I just found your blog via The Great Interview Experiment and LOVE IT! I am laughing out loud at everything you write!
And, I’m wondering if you could be my long lost sister or something. Your wishes for your son and apology to your daughter and letter to the smell in your kitchen sink sound like they came straight from my life. It’s kinda freaky.
Thanks, Jenny. I promise, I’m not secretly watching you and using your life for blog fodder. Much. Anymore.
The good news about the smell in the sink: It’s probably already dead!
Ever the eternal optimist, aren’t you?
Dear Ginny’s Husband,
GEEK PRIDE!
Apologize if you must, but hang on tight to that ringback! If you must change (yes, I confess, I caved & removed the Imperial March), try the theme from 2001. No one says anything anymore. Perhaps they’ve given up…
May the Force be with you,
Lance
He’ll never let that one go. It’s too perfect.
Awww, the Imperial Death March! My husband has that cartoon biting sound effect for me on his phone.
Re the sink: try equal parts bicarb soda white vinegar.
Don’t forget the red food coloring for the complete volcano-in-your-sink experiment.
This post is another thing to be thankful for on this fine Thanksgiving day! It was great Ginny! Thank you. Awesome title too
♥
Thanks, David.
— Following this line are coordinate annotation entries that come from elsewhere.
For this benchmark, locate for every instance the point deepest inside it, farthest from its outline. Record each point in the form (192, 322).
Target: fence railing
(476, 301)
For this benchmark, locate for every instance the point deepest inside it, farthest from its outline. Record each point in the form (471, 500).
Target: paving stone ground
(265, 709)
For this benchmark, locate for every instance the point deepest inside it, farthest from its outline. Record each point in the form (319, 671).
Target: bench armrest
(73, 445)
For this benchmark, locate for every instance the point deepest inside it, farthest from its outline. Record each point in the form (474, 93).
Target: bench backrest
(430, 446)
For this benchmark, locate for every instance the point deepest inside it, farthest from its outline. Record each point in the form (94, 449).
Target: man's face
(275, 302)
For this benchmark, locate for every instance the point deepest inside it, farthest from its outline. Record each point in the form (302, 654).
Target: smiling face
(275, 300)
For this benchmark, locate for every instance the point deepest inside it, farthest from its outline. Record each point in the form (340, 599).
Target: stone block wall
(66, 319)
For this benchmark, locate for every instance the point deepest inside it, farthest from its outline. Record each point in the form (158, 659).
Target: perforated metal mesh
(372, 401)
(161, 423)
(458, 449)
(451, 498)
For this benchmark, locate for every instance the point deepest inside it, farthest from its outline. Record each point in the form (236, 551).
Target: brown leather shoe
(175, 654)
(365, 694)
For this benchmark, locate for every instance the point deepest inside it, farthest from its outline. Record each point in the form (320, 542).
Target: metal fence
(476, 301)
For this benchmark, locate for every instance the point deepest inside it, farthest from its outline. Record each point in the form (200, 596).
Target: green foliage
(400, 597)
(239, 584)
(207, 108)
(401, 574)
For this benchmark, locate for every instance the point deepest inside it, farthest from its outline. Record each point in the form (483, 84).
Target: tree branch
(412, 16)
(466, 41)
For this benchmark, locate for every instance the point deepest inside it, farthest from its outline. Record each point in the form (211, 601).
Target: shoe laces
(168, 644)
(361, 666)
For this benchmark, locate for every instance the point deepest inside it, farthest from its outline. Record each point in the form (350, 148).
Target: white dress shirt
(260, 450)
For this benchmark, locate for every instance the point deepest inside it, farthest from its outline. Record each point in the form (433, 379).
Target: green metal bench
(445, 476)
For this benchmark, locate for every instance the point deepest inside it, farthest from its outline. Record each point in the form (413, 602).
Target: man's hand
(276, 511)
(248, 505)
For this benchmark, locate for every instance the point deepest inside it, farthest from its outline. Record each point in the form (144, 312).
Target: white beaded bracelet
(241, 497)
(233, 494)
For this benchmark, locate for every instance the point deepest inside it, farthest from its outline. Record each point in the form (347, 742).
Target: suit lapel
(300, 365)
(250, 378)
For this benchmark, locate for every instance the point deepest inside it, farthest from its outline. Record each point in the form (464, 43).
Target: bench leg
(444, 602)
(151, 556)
Hope Thanksgiving was lovely.
This weblog is being featured on Five Star Friday – http://www.fivestarfriday.com/2009/11/five-star-fridays-edition-81.html
Oh, you make me laugh!
We’ve also had a stench emanating from our sink. I dropped a bunch of bicarb down there and then poured on the vinegar. The resulting fizz was impressive and so far it’s smelling fresher. Not sure if that will last.
Tried the baking soda, got nowhere. Nerts.
There’s some thing called Plink that works. I also love the smell of lemons.
I do enjoy your posts so much.
Plink. That sounds fun, even if it’s not effective.
Oh the stink monster in the drain!
I’m sure there is a Latin Exorcism out there for it, next time he comes around, I’ll go look it up for you.
I’m gonna need an old priest, and a young priest.
I am a butt dialing virgin.
Riiiiiight….
Hey,
I just discovered your blog and I love it! I didn’t know what butt dialing meant but thanks to urban dictionary I’m all caught up.
Can’t wait to read more.
I like your blog, too. A lot.
If I had the option of having Imperial Death March on my phone, I totally would.
OK, I admit it, it is kind of cool. It’s the being equated with Darth Vader I take issue with.
In my experience, kitchen sink smells generally have to do with potatoes — one of many reasons I hate potatoes.
They’re deceptively nasty.
But if it was potatoes fermenting in my drain, wouldn’t I be making vodka? Which (and it’s a quality I’ve counted on in the past) has no smell?